Worryingly, there seems to be the Steps version here instead 

Oh dear, whose record stash have I found here?

Perhaps I better grab some more JD on the rocks whilst I put it on?  Anyone else want some?


----------



## AJLang (Jul 29, 2012)

Nooooooooooo we can't have the Steps version.  Here's my virtual version of the original Abba version.

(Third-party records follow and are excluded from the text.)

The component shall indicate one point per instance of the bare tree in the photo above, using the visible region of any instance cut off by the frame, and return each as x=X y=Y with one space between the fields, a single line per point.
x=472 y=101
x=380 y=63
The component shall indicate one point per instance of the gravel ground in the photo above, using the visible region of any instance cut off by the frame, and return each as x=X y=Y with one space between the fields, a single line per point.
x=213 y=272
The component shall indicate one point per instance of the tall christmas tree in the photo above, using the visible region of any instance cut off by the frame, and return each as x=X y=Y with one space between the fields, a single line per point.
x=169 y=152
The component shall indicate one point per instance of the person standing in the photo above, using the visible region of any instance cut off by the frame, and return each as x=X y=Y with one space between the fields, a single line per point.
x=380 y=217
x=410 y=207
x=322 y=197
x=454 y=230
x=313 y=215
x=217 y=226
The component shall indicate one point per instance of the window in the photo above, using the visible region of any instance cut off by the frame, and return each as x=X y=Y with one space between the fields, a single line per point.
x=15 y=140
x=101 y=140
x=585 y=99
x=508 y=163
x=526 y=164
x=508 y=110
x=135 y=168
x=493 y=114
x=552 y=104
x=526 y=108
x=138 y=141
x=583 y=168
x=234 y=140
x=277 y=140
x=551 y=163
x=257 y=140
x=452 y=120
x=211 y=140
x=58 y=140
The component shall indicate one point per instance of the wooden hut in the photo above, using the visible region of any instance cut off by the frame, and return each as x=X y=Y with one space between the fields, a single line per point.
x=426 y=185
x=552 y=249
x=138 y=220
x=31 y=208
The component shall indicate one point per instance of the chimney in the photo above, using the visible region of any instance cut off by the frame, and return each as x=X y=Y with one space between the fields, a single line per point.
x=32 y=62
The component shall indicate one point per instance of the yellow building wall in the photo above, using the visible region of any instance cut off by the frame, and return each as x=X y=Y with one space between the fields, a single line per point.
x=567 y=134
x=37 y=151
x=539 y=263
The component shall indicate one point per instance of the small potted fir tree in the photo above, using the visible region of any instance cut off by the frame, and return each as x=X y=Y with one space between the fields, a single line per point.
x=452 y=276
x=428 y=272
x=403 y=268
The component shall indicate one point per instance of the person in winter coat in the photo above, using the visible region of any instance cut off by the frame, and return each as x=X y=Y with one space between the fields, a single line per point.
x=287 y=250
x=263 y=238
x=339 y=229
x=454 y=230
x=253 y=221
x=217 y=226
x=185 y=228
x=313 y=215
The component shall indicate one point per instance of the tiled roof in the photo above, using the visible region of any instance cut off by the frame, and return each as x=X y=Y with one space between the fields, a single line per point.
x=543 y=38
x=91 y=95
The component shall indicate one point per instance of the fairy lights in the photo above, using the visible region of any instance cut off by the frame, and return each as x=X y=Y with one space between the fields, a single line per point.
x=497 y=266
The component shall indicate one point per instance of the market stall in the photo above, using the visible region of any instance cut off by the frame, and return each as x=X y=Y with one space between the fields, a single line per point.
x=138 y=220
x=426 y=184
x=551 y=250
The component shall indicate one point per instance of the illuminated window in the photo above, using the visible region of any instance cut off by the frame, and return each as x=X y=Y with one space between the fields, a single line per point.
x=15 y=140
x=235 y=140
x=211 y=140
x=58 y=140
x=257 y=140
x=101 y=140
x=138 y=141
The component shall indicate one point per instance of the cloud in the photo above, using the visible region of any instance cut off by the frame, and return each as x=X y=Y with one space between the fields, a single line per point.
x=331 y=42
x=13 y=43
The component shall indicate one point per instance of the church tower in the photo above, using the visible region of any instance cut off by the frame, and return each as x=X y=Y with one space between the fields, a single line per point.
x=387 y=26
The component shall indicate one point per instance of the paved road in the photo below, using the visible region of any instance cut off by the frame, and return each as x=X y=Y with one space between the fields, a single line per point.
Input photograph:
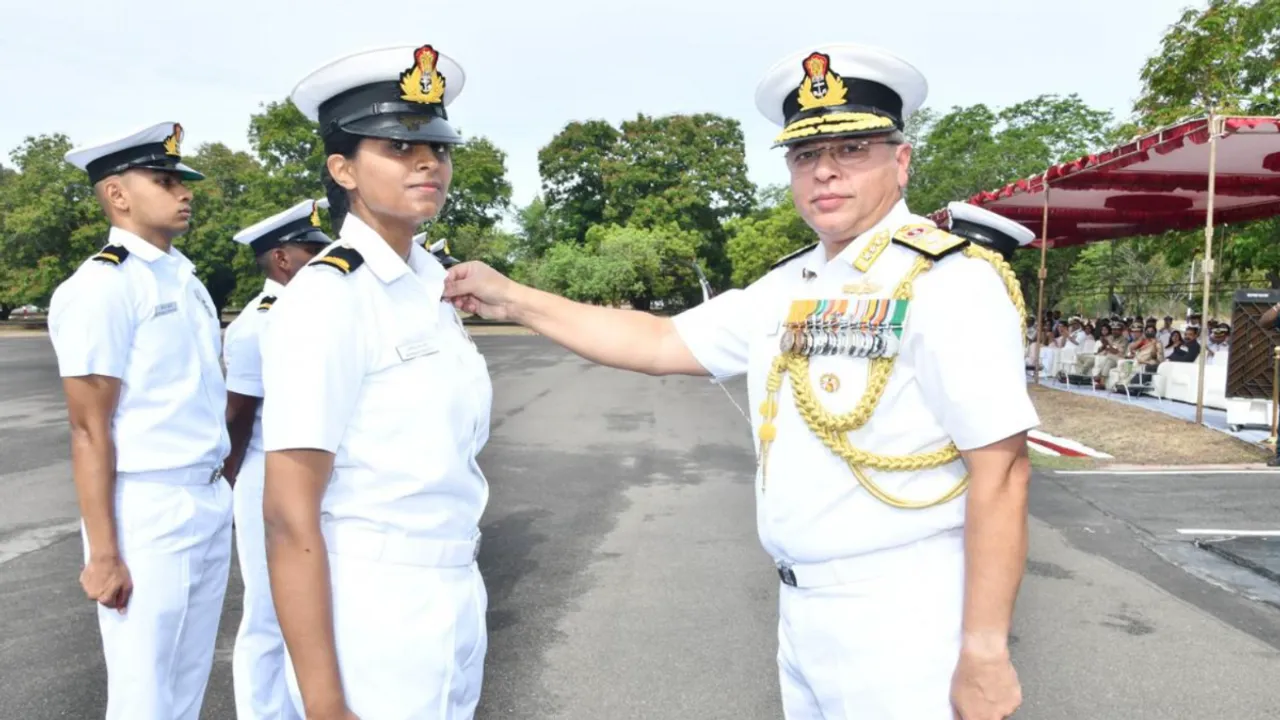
x=626 y=580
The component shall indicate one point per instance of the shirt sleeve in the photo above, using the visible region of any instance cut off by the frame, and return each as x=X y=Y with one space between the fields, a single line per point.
x=978 y=392
x=718 y=332
x=314 y=363
x=91 y=323
x=243 y=356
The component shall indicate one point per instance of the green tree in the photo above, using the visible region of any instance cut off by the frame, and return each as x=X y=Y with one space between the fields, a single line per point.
x=291 y=154
x=489 y=245
x=662 y=259
x=973 y=149
x=572 y=171
x=1225 y=57
x=49 y=222
x=480 y=192
x=583 y=274
x=758 y=241
x=689 y=171
x=233 y=196
x=539 y=228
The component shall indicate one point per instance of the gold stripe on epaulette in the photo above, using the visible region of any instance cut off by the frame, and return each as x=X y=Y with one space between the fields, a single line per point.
x=336 y=261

Yes please to JD


----------



## Steff (Jul 29, 2012)

I'll have the jam going underground of you have it mark


----------



## Casper (Jul 29, 2012)

Steff said:


> I'll have the jam going underground of you have it mark



A Town Like Malice, yeh yeh yeh. **pogoing in the corner**. Make mine a pint please, no school run in morning!!

What about some nibbly snacks  - mini pizzas, chicken bites, kebabs to follow around midnight.


----------



## Mark T (Jul 29, 2012)

OK, I've got the pizza's.  2x Extra spicy, one with anchovies, a half and half meat feast and triple cheese and a mushroom and ham.

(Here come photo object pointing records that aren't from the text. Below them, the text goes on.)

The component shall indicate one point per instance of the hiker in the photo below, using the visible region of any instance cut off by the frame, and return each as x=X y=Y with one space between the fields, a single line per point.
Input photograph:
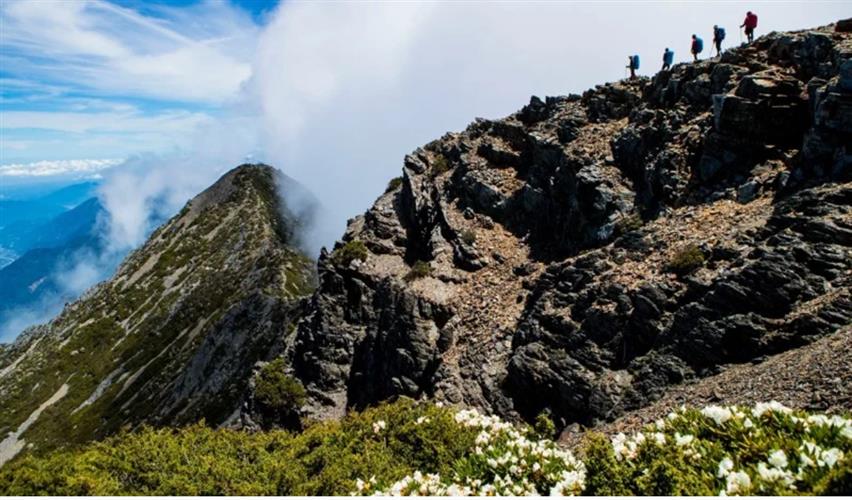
x=668 y=58
x=750 y=24
x=697 y=47
x=718 y=36
x=633 y=64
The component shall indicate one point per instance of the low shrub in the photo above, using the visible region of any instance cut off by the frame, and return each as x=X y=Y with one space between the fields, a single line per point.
x=686 y=260
x=410 y=448
x=278 y=395
x=765 y=450
x=350 y=251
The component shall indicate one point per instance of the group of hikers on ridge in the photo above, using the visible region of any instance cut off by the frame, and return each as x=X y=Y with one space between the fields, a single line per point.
x=697 y=46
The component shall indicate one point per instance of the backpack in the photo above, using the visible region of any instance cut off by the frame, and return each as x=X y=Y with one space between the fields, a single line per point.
x=752 y=21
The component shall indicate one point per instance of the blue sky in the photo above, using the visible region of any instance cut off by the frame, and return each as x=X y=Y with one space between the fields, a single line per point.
x=106 y=80
x=333 y=93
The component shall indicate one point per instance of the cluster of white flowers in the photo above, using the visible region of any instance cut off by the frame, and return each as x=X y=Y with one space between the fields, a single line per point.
x=718 y=414
x=379 y=426
x=506 y=460
x=773 y=406
x=775 y=472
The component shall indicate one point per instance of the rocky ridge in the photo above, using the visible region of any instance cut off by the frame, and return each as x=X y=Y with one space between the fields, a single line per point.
x=587 y=253
x=175 y=335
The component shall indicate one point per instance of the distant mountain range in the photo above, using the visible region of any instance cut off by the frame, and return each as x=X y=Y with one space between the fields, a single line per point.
x=43 y=241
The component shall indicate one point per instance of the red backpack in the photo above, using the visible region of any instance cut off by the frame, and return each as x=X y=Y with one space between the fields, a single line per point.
x=751 y=21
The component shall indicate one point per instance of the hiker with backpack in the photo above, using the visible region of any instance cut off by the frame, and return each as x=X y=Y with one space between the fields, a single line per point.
x=668 y=58
x=718 y=36
x=697 y=47
x=633 y=64
x=750 y=24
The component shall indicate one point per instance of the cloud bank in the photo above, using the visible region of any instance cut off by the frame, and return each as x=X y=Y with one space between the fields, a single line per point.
x=345 y=90
x=47 y=168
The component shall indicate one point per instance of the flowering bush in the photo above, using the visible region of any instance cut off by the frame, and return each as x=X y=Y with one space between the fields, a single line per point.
x=718 y=450
x=410 y=448
x=504 y=459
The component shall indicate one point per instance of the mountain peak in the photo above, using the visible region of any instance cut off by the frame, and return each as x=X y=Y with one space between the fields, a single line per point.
x=174 y=335
x=583 y=255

I nabbed some Baileys on the way through as well...


----------



## Dizzydi (Jul 29, 2012)

I've just grabbed a few bottles of bubbly....... I'm thinking there's some wake me up before you go-go somewhere.

 Grabbed some crisps and pretzels as well!


----------



## Sheilagh1958 (Jul 29, 2012)

Sorry I missed the party sounds as though you all had a great time


----------



## Estellaa (Jul 30, 2012)

i've got 3 caterpillar cakes going spare


----------



## Mark T (Jul 30, 2012)

Estellaa said:


> i've got 3 caterpillar cakes going spare


Any of that cake left?   I wonder if I can soak it in some brandy?


----------



## AJLang (Jul 30, 2012)

Happy Birthday Estella and thank you for the caterpillar cakes.  Soaked in brandy sounds like an excellent idea Anybody want to dance to YMCA?


----------



## Dizzydi (Jul 30, 2012)

AJLang said:


> Happy Birthday Estella and thank you for the caterpillar cakes.  Soaked in brandy sounds like an excellent idea Anybody want to dance to YMCA?



Me me me feet soaked and ready to go again......

Now where is that cake


----------